Equally, delivering a damning verdict would mean overtly criticising the moral conduct of senior ministers and civil service colleagues with whom she has long worked and may retain friendly personal ties.
As such, she is widely expected to err on the side of caution and conclude that poor judgement was evident in abundance but that nothing criminal took place, keenly aware that it is beyond her remit to recommend the resignation of a British prime minister.
Sir David Normington, a former Whitehall permanent secretary, summed up the complexity of her situation when he told BBC Radio 4’s Today programme last week: “She will be very aware that she has the reputation and possibly the careers of senior civil servants and possibly of the prime minister in her hands, and that is a very difficult position to be in, however fair and fearless and rigorous you are.”
But, by all accounts, if anyone can walk that tightrope, it is Ms Gray, nicknamed “the woman who runs the country” and “deputy God” by MPs Oliver Letwin and Paul Flynn respectively.
“Sue has been there for so long, she knows everything that anybody has ever done wrong,” ex-Cabinet Office special adviser Polly Mackenzie told the BBC’s Profile programme in 2017.
Enjoying a reputation for diligence, Ms Gray is also so discreet that even her own precise age is disputed.

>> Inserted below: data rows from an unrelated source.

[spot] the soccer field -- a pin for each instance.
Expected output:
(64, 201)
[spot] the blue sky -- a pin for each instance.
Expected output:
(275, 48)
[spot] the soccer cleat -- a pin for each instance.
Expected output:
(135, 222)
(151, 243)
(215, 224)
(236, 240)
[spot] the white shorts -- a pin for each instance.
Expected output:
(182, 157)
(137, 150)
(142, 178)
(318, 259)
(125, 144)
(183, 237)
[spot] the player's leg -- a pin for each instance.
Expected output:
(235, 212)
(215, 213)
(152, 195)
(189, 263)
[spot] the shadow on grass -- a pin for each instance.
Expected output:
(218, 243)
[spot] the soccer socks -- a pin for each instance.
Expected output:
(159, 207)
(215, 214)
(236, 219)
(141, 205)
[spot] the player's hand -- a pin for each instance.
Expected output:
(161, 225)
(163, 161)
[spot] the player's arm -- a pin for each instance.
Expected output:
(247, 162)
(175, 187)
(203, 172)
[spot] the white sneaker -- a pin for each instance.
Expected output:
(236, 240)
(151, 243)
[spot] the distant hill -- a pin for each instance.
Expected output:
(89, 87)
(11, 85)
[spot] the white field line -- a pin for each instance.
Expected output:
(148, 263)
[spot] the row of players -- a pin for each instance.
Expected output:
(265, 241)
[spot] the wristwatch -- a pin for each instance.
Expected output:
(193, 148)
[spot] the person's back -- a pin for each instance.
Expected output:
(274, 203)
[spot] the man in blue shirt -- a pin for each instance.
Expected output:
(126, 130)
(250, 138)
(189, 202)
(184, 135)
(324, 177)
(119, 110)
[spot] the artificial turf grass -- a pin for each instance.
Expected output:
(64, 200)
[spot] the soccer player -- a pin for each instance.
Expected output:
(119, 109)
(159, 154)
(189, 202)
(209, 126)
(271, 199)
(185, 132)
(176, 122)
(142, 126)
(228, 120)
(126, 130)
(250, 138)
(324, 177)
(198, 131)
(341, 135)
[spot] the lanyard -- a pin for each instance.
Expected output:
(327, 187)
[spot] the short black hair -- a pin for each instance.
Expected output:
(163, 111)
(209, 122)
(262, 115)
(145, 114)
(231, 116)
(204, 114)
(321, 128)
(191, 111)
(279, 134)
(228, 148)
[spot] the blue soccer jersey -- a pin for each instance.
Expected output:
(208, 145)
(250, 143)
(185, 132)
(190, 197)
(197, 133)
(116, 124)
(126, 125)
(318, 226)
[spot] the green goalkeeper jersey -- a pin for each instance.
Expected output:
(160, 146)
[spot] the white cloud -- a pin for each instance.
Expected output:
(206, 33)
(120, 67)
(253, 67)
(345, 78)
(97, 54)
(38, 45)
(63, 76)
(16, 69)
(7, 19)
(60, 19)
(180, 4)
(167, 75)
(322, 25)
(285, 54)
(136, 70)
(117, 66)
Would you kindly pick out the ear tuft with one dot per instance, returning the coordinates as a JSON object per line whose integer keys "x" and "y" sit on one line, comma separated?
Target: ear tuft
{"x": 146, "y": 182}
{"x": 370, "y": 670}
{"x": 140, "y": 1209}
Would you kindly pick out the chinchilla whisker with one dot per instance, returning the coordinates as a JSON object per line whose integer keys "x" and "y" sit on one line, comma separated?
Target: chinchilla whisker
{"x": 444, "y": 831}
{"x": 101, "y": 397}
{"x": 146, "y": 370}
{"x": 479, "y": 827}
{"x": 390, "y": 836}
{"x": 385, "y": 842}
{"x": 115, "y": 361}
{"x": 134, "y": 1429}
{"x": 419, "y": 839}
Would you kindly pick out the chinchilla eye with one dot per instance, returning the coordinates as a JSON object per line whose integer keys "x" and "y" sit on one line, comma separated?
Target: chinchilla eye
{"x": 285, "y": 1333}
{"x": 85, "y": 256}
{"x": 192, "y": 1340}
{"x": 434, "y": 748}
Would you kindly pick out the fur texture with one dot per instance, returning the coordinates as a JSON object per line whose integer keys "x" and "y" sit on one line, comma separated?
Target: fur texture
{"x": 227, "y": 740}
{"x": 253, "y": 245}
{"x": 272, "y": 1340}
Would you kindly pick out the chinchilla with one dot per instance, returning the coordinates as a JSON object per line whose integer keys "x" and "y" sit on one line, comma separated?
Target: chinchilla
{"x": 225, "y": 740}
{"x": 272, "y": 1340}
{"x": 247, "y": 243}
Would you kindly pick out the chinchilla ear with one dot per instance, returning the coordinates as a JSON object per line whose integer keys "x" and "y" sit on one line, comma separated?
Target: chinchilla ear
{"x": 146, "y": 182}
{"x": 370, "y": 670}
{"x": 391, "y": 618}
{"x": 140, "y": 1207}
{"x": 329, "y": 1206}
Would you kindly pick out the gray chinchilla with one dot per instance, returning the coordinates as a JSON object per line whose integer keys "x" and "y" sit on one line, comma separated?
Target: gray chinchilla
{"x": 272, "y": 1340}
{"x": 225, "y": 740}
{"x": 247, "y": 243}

She is either 63 or 64, did not attend university and has served in the civil service since the late 1970s, barring a career break during the 1980s when she abandoned Westminster to run a pub called The Cove Bar in Newry, Northern Ireland, with her husband, a country singer named Bill Conlon.
“If a pub landlady doesn't know what a party is, who will?” a rather wry family friend told The Daily Mail’s Michael Crick recently.
According to her biography on the government website, she has worked in the departments of transport, health and work and pensions “covering a range of roles which included both policy and front line delivery”.
Subsequently joining the Cabinet Office in the late 1990s, Ms Gray eventually became director general of propriety and ethics from 2012 to 2018.
It was in that guise that she carried out a number of high-profile inquiries into the likes of defence secretary Liam Fox, ex-chief whip Andrew Mitchell over “plebgate”, and Damian Green, Theresa May’s de facto deputy prime minister, who was dismissed after he was found to have been “misleading” in a statement made to police regarding pornography on his office computer in 2008.
As The Independent’s Sean O’Grady writes, Mr Mitchell has since been highly complimentary about his one-time interrogator, commenting: “I have always found her to be extremely straightforward, very easy to deal with; she’s got a great sense of humour and she is clear-cut and doesn’t shilly-shally around.”
It was also in relation to this period as ethics chief that the former BBC Newsnight journalist Chris Cook complained that Ms Gray was “notorious for her determination not to leave a document trail” and had assisted departments to “fight disclosures” in the shape of freedom of information requests.
“If the government feels it has to get rid of a minister, she will give them cover to do that. If a government really wants to keep someone, she’ll find a way to do that,” he said.
She served as permanent secretary to the Northern Irish executive’s department of finance on secondment from the Cabinet Office between 2018 and 2021 before returning to occupy her present role last May, reportedly frustrated to miss out on the top job in the Northern Irish civil service and speculating to the BBC: “Perhaps I was too much of a challenger, or a disrupter.”
Many will be willing her to show some of that same spirit as she rattles out her Partygate dossier this week.